O seu primeiro grande discurso político como advogado é o discurso político contra
VERRES, acabando por lhe destruir por completo, dai à expressão "texto verrinoso". E
o seu último discurso, aquele que o levará a ser assassinado, é contra MARCO
ANTÓNIO, um ditador, que roubou ao povo a sua liberdade e se apropriou dos direitos
do Povo e do Senado.
A segunda crítica contra MARCO ANTÓNIO termina de uma forma profética. Diz
CÍCERO que (ele) não tem receio de que, por falar contra a tirania, possa vir a sofrer
perigo a sua vida". Pelo contrário, diz ele, de bom grado ofereceria o meu próprio corpo
se a minha morte pudesse redimir a liberdade do meu país. E acrescenta: depois de todas
as honras com que fui cumulado, Senadores, depois dos feitos que pratiquei, a morte
realmente até me parece desejável. Peço apenas duas coisas: uma, é que ao morrer possa
deixar o povo romano livre, os deuses imortais não poderiam conceder-me maior
presente. O outro é que nenhum homem possa deixar de corresponder com os seus
serviço às necessidades da nossa pátria!
Ora esta frase é profética, na medida em que é justamente por este conjunto de discursos
contra MARCO ANTÓNIO que CICERO acaba por morrer, pagando com a própria
vida ao ousadia de ter combatido tão vigorosamente contra a tirania que se tinha
instalado em Roma.
CAPÍTULO VI
CÍCERO e o Direito Natural.
Fora de uma ideia de um direito natural, anterior e superior à lei positiva e que serve
para avaliar da validade, da justiça, da moralidade da lei positiva, que provem da
ideologia grega, CÍCERO deu á ideia de direito natural uma expressão concreta em
fórmulas de tal maneira rigorosas do ponto de vista filosófico, e de tal maneira belas do
ponto de vista literário, influenciando assim os seculos seguintes.

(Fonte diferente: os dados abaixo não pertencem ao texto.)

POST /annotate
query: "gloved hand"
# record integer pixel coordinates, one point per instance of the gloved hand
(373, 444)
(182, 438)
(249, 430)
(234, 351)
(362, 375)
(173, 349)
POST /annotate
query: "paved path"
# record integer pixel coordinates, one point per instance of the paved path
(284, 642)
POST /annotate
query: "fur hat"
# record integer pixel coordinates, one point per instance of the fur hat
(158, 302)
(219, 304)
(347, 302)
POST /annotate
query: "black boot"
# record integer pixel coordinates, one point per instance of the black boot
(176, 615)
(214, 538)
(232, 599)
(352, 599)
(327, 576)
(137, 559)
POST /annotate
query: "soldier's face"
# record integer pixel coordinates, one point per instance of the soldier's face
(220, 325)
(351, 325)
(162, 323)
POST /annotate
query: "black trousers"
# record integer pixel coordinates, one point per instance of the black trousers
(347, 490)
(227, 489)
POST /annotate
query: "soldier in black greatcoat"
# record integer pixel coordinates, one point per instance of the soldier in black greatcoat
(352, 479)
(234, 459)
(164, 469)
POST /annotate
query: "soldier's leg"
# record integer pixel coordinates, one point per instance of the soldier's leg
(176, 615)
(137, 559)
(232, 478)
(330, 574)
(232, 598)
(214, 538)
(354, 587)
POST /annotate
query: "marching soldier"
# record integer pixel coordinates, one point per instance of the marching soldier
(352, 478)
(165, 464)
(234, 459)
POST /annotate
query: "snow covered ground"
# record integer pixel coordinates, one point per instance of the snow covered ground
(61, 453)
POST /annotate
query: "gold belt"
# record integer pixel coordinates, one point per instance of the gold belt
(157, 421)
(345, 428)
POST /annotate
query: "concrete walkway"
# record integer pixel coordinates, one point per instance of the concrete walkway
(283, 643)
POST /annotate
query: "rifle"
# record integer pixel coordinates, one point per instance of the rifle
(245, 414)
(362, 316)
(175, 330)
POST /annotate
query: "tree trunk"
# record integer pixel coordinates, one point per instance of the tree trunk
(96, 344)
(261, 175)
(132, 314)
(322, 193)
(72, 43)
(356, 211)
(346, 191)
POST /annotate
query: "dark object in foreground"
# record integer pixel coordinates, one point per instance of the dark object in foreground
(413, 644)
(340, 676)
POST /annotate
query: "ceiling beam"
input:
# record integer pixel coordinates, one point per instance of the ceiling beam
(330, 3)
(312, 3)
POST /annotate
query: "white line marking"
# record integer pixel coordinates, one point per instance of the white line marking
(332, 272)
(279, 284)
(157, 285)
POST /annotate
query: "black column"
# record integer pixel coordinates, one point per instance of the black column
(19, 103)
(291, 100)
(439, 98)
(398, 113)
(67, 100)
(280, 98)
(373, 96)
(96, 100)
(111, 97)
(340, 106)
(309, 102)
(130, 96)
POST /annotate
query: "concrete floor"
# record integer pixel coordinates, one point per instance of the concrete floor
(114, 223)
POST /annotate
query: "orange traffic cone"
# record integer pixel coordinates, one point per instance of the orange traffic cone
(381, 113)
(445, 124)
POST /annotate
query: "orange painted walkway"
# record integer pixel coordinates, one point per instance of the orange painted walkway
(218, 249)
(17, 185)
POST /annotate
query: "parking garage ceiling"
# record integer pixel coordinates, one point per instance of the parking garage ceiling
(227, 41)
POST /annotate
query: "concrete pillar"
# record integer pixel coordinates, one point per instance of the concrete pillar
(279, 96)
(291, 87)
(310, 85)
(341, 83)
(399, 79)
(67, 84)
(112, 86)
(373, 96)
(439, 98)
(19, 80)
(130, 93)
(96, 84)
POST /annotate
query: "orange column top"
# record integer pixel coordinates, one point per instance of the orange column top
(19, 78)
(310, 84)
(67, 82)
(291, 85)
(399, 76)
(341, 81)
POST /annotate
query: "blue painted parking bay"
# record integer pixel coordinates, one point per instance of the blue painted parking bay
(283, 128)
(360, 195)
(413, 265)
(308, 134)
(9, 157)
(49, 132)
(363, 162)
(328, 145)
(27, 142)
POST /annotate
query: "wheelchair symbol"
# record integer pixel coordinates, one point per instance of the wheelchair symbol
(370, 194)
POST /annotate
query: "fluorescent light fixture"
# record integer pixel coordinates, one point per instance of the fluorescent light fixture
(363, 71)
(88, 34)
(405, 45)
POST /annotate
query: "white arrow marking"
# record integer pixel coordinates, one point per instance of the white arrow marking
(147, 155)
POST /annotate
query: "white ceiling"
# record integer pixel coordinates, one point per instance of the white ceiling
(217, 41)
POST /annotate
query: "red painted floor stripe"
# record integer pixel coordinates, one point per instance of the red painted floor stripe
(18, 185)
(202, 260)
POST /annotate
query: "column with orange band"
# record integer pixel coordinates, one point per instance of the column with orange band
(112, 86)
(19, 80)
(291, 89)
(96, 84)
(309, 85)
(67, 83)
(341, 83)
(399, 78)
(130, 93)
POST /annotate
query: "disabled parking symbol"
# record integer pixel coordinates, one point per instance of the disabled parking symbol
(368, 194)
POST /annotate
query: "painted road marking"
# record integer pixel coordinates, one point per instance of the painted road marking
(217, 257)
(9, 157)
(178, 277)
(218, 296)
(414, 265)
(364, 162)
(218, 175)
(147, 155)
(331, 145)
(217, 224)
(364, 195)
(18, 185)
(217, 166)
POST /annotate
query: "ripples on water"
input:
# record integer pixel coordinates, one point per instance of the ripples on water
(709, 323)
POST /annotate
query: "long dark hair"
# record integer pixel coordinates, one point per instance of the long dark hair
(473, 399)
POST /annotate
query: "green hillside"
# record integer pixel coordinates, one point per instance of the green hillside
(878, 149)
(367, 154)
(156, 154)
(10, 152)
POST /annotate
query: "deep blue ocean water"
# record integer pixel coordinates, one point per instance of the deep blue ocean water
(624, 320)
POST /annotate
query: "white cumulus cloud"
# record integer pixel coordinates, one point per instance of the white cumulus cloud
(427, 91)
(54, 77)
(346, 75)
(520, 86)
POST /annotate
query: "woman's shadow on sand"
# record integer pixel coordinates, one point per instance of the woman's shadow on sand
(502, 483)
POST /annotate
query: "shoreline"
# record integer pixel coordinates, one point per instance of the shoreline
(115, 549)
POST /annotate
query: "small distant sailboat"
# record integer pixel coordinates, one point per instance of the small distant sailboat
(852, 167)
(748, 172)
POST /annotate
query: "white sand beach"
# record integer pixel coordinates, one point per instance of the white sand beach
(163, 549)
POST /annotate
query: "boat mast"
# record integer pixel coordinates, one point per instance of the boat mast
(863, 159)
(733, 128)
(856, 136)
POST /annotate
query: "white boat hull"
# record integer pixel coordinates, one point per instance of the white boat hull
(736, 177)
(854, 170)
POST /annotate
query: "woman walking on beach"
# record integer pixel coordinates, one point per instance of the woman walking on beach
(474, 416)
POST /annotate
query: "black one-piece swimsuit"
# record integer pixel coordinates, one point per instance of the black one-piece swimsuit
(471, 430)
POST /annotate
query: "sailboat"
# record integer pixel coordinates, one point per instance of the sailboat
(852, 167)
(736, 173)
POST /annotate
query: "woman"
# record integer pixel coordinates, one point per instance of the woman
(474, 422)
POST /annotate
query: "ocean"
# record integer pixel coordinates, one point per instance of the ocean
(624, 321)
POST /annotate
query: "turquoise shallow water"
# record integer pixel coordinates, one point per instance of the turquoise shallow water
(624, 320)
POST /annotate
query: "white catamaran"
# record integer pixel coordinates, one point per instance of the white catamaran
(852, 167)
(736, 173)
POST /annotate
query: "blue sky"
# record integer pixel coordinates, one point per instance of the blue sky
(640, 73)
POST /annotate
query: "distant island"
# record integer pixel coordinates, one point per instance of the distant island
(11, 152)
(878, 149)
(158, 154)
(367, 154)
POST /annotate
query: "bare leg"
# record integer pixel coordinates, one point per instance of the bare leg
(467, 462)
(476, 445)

É no tratado De República que CICERO diz de forma sugestiva que "Existe pois uma
lei verdadeira, que é a reta razão, conforme à natureza, presente em todos os homens,
constante e sempre eterna. Esta lei conduz-nos imperiosamente a fazer o que devemos, e
proíbe-nos o mal desviando-nos dele. A essa lei nenhuma alteração é permitida, e não é
lícito revogá-la no todo ou em parte. Ela é uma só e mesma lei, eterna e imutável, que
rege todas as nações em todos os tempos. Para a ensinar e prescrever a todos há um deus
único pertence-lhe a concepção, a deliberação e a aplicação dessa lei. Quem não
obedecer a essa lei ignora-se a si mesmo e, por ter desconhecido a natureza humana,
sofrerá o maior castigo, mesmo que escape a outras sanções".
CICERO antecipou todas as características que os autores posteriores haveriam de dar
ao direito natural, a saber, existe uma ordem natural, que foi criada por Deus, descoberta
pela razão humana, dela resulta um direito natural, que impõe direitos e deveres aos
homens, e que estes têm de acatar sob pena de desrespeitarem a própria natureza
humana; os principais imperativos decorrentes do direito natural são universais, eternos
e invariáveis.
CICERO defende a existência de uma Humanidade e da dignidade do ser humano, a
igualdade de todos os seres humanos do ponto de vista jurídico, e portanto a igualdade
de direitos, que expressamente afirma.